New research reveals a startling truth about the people paying thousands for weight-loss drugs: they’re mostly middle-aged, wealthy women. In other news, February is cold and the snowdrops are here.
The Health Foundation, a British health charity backed by a billion-pound endowment, confirmed today what most people would have guessed: those paying thousands of pounds a year for these drugs are not the poorest and most deprived, nor the fattest, nor the most in need:
People living in deprived areas already face poorer health outcomes than those in more affluent areas, and men experience worse health outcomes than women. Yet these are the groups that have the lowest uptake of GLP-1 treatments.
GLP-1 agonists are in the news so much because they work. At low doses, drugs like Ozempic help treat diabetes. Sugar levels in the blood are kept down, the risk of heart attack and stroke is reduced. At higher doses the effect is weight loss, and the trade names are different: Wegovy and Mounjaro. Keep taking them and you can trim your weight by a quarter.
How the NHS deals with weight loss drugs needs sorting
The benefits for your health may well be substantial but most people aren’t trying to optimise their long-term cardiovascular risk. That’s emphasised by the data from this new study. Four-fifths of people paying privately for weight loss drugs are women, whose cardiovascular risk is lower than men’s to begin with. And the drugs are most popular in the 30-39 age group. Chest pain at that age may be more likely to be the result of cocaine than heart disease.
The study, and the way it has been reported, asks us to be shocked that free choice is having its entirely predictable effect. Deprivation is associated with obesity; no surprise it’s also associated with being less likely to have money to get weight loss drugs privately. Nor is it shocking that people are motivated by wanting to look good.
This is the usual pattern of health pressure groups using the media to spin unsurprising data as news that nudges ministers. ‘Focus should be on tackling the causes of obesity, through low-agency, population-level interventions,’ says the Health Foundation, ‘such as taxation, advertising restrictions, reformulation and planning controls that benefit everyone.’ They conclude that ‘it’s more important than ever that government retains focus on making the changes to our food environment that could prevent obesity occurring in the first place.’
I’m in favour of sugar taxes because their minor effects are enough to satisfy my medical puritanism. They’re not great, and they’re about as good as it gets. Whitehall can make food healthier (the amount of salt in ready meals is a good target) but it cannot make us thin. Behind the credulous churn of pressure-group PR, though, are interesting issues.
First, modern weight loss medications are remarkable. Society has been looking for slimming drugs since before we invented the test tube, and for millennia we’ve failed – with the possible exceptions of amphetamines and tapeworms. Our new drugs are triumphs unimaginable a few years ago. We are only at the very start of them transforming our lives, for better and worse. A friend spoke of Wegovy eliminating the ‘noise’ of thinking about food. Personally – and I write this as lunchtime murmurs its approach – it’s my favourite music.
I can afford to listen. My genes dealt me a forgiving BMI, and I was blessed by never having looks that made me vain. Others prefer silence. Because these drugs are so powerful, we need ever more data about their long-term impact. The side effects are already known to be significant, and people will reasonably want to understand them better. Some of the long-term side effects are likely to be beneficial – fewer heart attacks, fewer strokes, longer lives – and we need to measure those as precisely as we measure the gastrointestinal upsets (from irritating to life-threatening) and the other harms these drugs can cause. Many studies are underway; more are needed.
In the short term, problems with access to GLP-1 agonists highlight practical issues. There’s a global shortage of these drugs. Despite almost unlimited potential for investment, we can’t produce them fast enough. Part of that stems from practical difficulties – this is not garden-shed technology – and part from the regulatory environment of drug manufacturing, which slows down new factories even when capital is unlimited. Peptide plants should not be as hard to build as HS2.

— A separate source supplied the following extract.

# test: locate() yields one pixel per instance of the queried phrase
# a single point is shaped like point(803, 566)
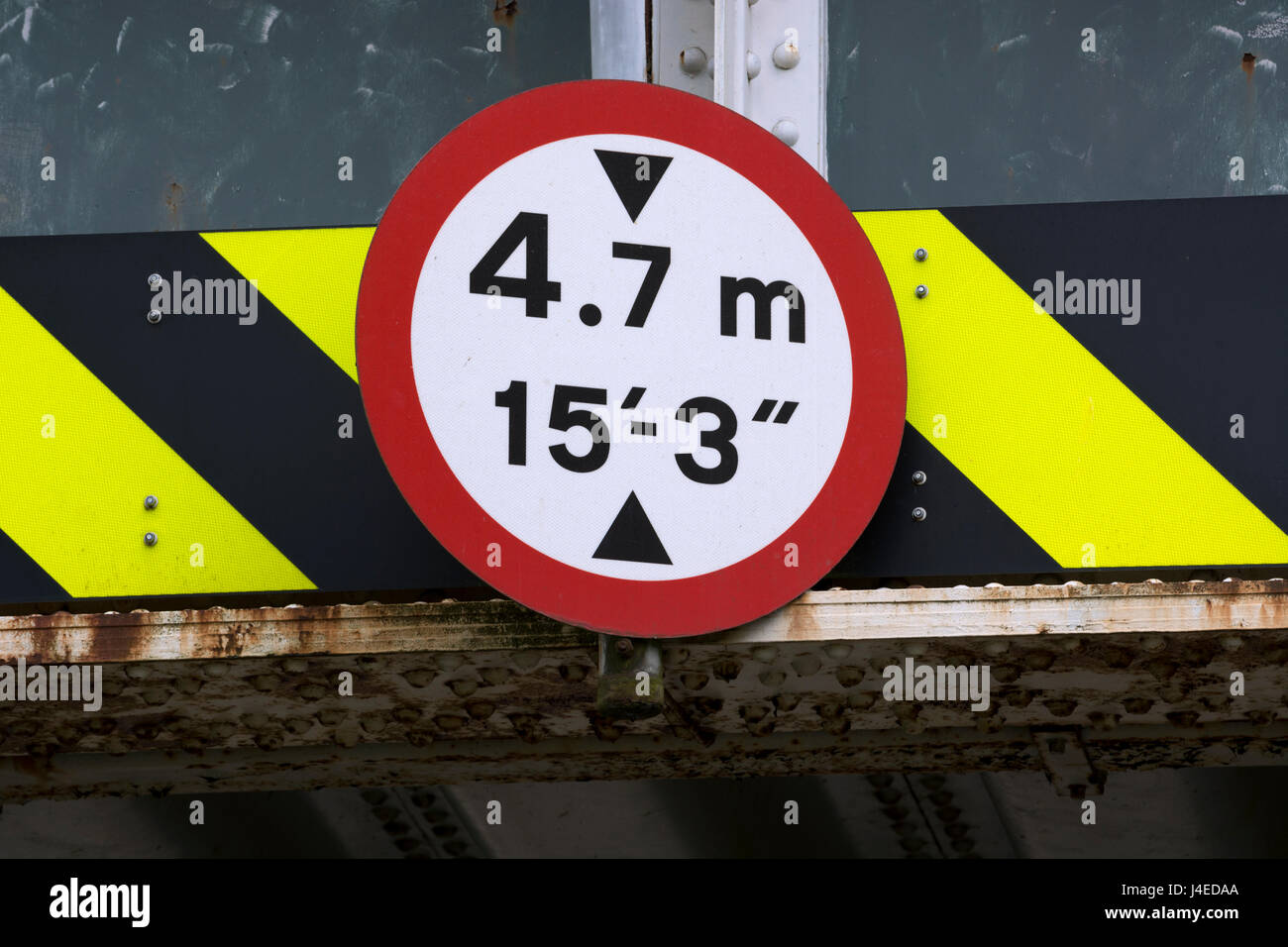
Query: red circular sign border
point(734, 594)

How the NHS deals with weight loss drugs also needs sorting. At the moment there’s a postcode lottery instead of a national strategy. The reason they’re so popular privately is that they’re so hard to get hold of on the NHS – and not just for the middle class and middle-aged who wish to stay svelte, but for the obese who want to stay alive. Where I work in Oxfordshire, the secondary care referral options for weight loss used to be limited. Now they’ve simply vanished. Unless they have money, patients are abandoned. Demanding government alters our food environment to eliminate obesity is virtuous hand-waving. Demanding it has a central strategy for weight loss drugs isn’t.
The Health Foundation isn’t wrong to worry about equity. Taking a drug to improve your aesthetics should be a matter for the free market; supplying those that save your life is part of the duty of the state. Where the lines should be drawn for new weight loss drugs is difficult, because they do both. Currently the free market is picking off what’s easy, and the state is hiding from what’s hard.